In the summer of 2022, a petition to stop the Constitution Ave extension went up on Change.org. Not surprisingly, the world’s largest search engine had it as the first result for “constitution ave extension colorado springs” in early March 2023.
The petition appears to accurately state that, as of June 2022, Colorado Springs had “not included informing or soliciting feedback from any residents who might be impacted . . .”
That has clearly changed.
Did the News Media Inflate Public Sentiment on the Discussed Extension?
Most news media—state, local, national, legacy, digital, or otherwise—are staunch environmentalists as the norm. Regarding ConnectCOS and Constitution Ave, they, therefore, favor adding greenspace and shutting down single-occupancy vehicle transportation. They are for the greenway and against the I-25 connection.
In their coverage, the media accounts discuss the neighborhoods individually affected and offer sympathetic portraits of how a highway bypass would disrupt their communities.
Throughout the coverage, vaguely quantifiable figures are given to indicate strong public opposition to the project. Upon closer examination, the figures sound suspiciously small, at least regarding the broad scope of the city. Within individual neighborhoods, there may be widespread opposition. The numbers are less convincing in the context of a city with over 400,000 residents.
Media Coverage of Constitution Ave Extension Opposition
- “[M]ore than a couple dozen concerned residents” (KOAA news)

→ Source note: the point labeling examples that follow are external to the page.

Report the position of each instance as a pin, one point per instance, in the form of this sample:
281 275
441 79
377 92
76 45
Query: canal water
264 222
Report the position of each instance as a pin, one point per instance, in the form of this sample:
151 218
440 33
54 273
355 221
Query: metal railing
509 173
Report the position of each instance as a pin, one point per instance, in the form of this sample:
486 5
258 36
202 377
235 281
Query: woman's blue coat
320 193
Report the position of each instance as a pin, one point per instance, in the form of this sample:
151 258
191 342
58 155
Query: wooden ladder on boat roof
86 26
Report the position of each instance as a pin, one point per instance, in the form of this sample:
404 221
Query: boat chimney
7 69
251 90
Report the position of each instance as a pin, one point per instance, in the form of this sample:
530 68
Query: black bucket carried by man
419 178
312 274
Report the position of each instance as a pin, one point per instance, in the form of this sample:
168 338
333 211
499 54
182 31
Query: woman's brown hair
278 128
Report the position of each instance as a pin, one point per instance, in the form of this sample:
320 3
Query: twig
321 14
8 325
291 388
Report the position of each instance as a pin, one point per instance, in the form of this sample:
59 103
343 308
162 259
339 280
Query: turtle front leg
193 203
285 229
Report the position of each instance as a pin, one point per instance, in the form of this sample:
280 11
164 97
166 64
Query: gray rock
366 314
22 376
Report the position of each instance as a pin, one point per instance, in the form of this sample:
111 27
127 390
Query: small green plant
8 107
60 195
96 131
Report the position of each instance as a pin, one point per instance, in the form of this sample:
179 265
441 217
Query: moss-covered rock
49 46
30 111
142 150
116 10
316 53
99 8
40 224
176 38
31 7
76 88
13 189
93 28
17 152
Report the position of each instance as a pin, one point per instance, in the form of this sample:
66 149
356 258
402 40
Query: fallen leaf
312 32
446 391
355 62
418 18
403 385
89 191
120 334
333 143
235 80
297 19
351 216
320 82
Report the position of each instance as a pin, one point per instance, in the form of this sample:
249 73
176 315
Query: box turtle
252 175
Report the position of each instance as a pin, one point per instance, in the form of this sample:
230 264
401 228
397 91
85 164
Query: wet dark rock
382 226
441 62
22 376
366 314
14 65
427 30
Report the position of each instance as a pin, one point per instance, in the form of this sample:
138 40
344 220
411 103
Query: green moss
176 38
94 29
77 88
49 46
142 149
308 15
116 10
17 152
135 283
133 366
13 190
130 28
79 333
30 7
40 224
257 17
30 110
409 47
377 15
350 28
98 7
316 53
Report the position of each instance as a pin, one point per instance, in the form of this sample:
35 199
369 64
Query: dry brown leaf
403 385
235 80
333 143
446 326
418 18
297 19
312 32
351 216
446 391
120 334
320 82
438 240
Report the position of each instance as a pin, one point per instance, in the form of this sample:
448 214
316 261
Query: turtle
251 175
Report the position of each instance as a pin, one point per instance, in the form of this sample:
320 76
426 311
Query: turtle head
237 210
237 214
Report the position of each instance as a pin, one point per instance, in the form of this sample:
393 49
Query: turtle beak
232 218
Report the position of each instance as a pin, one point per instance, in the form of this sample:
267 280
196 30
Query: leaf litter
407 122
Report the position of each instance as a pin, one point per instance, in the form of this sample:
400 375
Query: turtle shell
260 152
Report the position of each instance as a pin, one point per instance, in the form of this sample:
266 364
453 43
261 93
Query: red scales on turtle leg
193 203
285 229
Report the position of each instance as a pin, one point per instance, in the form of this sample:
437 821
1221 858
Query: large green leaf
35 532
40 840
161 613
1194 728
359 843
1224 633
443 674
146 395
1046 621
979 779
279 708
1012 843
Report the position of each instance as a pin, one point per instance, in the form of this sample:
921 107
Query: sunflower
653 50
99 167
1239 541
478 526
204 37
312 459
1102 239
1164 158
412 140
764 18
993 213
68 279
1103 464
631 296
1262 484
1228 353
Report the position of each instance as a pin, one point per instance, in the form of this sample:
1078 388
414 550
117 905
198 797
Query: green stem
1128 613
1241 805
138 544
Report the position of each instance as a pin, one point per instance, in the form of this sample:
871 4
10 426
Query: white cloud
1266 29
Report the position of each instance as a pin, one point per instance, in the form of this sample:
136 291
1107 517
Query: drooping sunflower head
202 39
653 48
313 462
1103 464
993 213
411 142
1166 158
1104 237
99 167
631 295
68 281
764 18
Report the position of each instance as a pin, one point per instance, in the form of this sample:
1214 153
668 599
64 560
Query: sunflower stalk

- Opposed by residents in the hundreds (The Gazette)
- ” ‘Record numbers of neighborhood residents have voiced their opposition‘ ” (The Gazette quoting an HOA Vice-President).
Those Opposed to I-25 Shortcut Pushed for Other, Greener, Less-Popular Transportation
Regarding traffic congestion and Constitution Ave, citizen Melissa Williams told The Gazette, “We have a reckless development problem and a car problem. Funding for this study would be far better utilized if (it) were reallocated to public transportation and mobility.”
Days before the feasibility study was removed, the pro-green, anti-car Colorado Public Radio said an extension for only bikes and public transit had been considered by what CPR called a “citizens’ advisory board.”
Colorado Springs, according to the Data, is not Big on Cycling or Public Transport
Colorado Springs recently made headlines for having one of the highest rates of bicycle commuters: one-half of 1%. One in 200 people in Colorado Springs cycle to work.
As for busses, according to the American Public Transportation Association, 7000 people rode the Mountain Metro weekday bus from October through December last year. This is 3.1% of the working population of Colorado Springs. Even Colorado Public Radio, which is pro-public transportation, admits that Mountain Metro commuting times are at least double that of taking a car. Complicating this matter, the Mountain Metro manager job has been sitting empty for two years.
Simply put, very few people in Colorado Springs–at least according to available data–bike or take public transport to work. So why is it still being lobbied for? If very, very few people in Colorado Springs actually cycle to work, why continue to push so hard for it? If public transport is struggling and inefficient, why expand it? Are cars just more popular? If so, why is that being opposed? A heavy-handed philosophical motive is hard to ignore.
Does this Outflanking of the I-25 Extension with a Greenspace Solve a Traffic Congestion Problem?
The broader super-project, ConnectCOS, is supposed to make transportation planning easier in Colorado Springs. In the disruption of citizens’ homes and neighborhoods, the goal was to ensure the reduction of traffic congestion and smoggy snarls from idling or crawling cars.
That was the point of the Constitution Ave tie-in to the interstate. Does building a park specifically to stop a highway on-ramp road help transportation in Colorado Springs?